Han existido enormes delitos evidentemente porque si bien hay un programa de asistencia financiado por el Banco Interamericano de Desarrollo, no hay constancia en la contabilidad del ingreso del dinero.

¿Cómo apareció la pista del dinero del BID? Por una denuncia de violación: dos integrantes de la Comisión Directiva de la CGE anterior violaron a una señorita que trabajaba como becaria del BID; ambos ex dirigentes gremiales empresarios se encuentran detenidos y la joven violada inició una demanda que ya pasó de sede civil a sede laboral, transformándose en un reclamó por $ 1,5 millón, con sentencia favorable.

¿Cómo estaba trabajando una becaria del BID en la CGE? Se notificó que había un programa de capacitación y entonces se buscó la constancia del dinero en libro pero no aparece aunque sí hay registro del convenio.

Habría que consultarle a Raúl Enrique Vivas y Edgardo Caracotche, aparentemente las autoridades anteriores pero nadie se hará cargo de la situación presente.

La IGJ propone que se realice una nueva elección de autoridades para subsanar la falla de origen de la convocatoria a elecciones (que sin esfuerzo podría volver a ganar Ricardo Faerman) pero, en este escenario ¿a quién le interesa la CGE?

Solamente a alguien que pueda apalancar el quebranto financiero en subsidios estatales, a cambio de dar un apoyo a rajatablas a las políticas gubernamentales.

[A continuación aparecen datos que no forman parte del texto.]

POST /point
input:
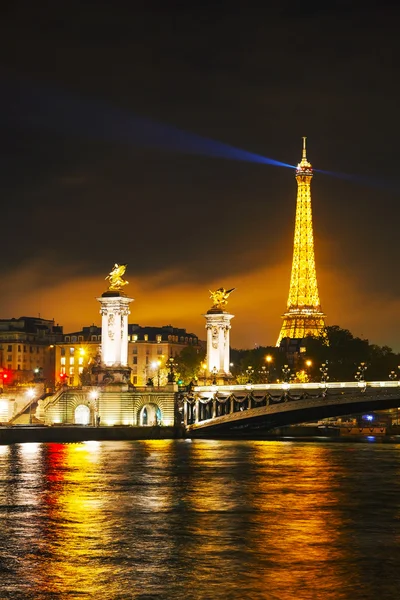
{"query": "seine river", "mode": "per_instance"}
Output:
(200, 520)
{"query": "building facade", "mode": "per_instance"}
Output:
(27, 349)
(149, 349)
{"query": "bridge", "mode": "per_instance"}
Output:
(240, 410)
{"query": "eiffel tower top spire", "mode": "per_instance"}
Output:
(304, 316)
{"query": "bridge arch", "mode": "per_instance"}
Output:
(82, 415)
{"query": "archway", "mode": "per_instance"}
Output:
(82, 415)
(150, 414)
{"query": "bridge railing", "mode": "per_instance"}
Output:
(203, 403)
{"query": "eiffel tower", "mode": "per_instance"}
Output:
(304, 315)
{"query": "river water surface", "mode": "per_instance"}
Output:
(200, 520)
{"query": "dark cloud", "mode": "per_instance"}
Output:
(255, 79)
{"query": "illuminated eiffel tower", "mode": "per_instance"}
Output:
(303, 316)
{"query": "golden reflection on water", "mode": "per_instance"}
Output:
(74, 521)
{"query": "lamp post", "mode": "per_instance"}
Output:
(263, 373)
(204, 369)
(359, 376)
(324, 372)
(308, 366)
(94, 397)
(249, 373)
(286, 373)
(31, 395)
(171, 368)
(268, 359)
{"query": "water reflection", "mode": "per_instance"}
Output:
(171, 519)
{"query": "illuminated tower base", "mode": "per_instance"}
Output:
(218, 327)
(114, 339)
(298, 324)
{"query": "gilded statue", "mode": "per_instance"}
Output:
(115, 278)
(220, 298)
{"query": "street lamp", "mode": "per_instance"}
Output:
(324, 372)
(359, 376)
(170, 364)
(31, 394)
(249, 373)
(286, 373)
(263, 373)
(204, 369)
(268, 359)
(308, 366)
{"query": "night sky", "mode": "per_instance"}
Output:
(86, 181)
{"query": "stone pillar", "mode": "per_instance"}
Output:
(114, 329)
(218, 327)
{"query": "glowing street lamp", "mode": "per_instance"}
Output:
(31, 394)
(268, 360)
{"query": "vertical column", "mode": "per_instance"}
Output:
(218, 326)
(114, 329)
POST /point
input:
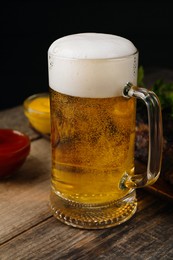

Como señal a la sociedad, es complicada aún cuando hoy hayan aparecido escribanos para labrar actas, exista una denuncia judicial que seguramente deberá tomar la forma de un desalojo policial, pero que haya ocurrido esto ya es muy grave.

El comunicado de la CGE es el siguiente:

El día 16 de marzo, a las 6.30 horas, un grupo encabezado por una persona que se identificó como Marcelo Fernández, usurpó y ocupó el edificio de la Confederación General Económica (CGE) , sito en Rivadavia 1115 de la Ciudad de Buenos Aires, impidiendo el ingreso de los empleados y del personal directivo de la entidad.

En un escenario de inusitada violencia las autoridades de la CGE constataron la usurpación a través del escribano Agustín González Venzano, sin que los usurpadores pudieran justificar las razones de su temeraria actitud. En paralelo, las autoridades están realizando las presentaciones judiciales pertinentes a los efectos de solicitar la intervención de las autoridades que correspondan.

Con relación a este lamentable episodio, Ricardo Faerman, Presidente de la CGERA recientemente designado por unanimidad de los delegados, señaló que "Frente a la esperanza de una nueva política y del renacer de la cultura del trabajo y la transparencia, nos agrede la vieja política, representada aquí, por este acto de brutal usurpación que nos recuerda las peores páginas de un país que ya no puede ser como fue".

El directivo ratificó asimismo el compromiso de la conducción que encabeza de ajustarse a los procedimientos que respondan a una conducta ética y ajustada a la ley para la toma de las decisiones institucionales.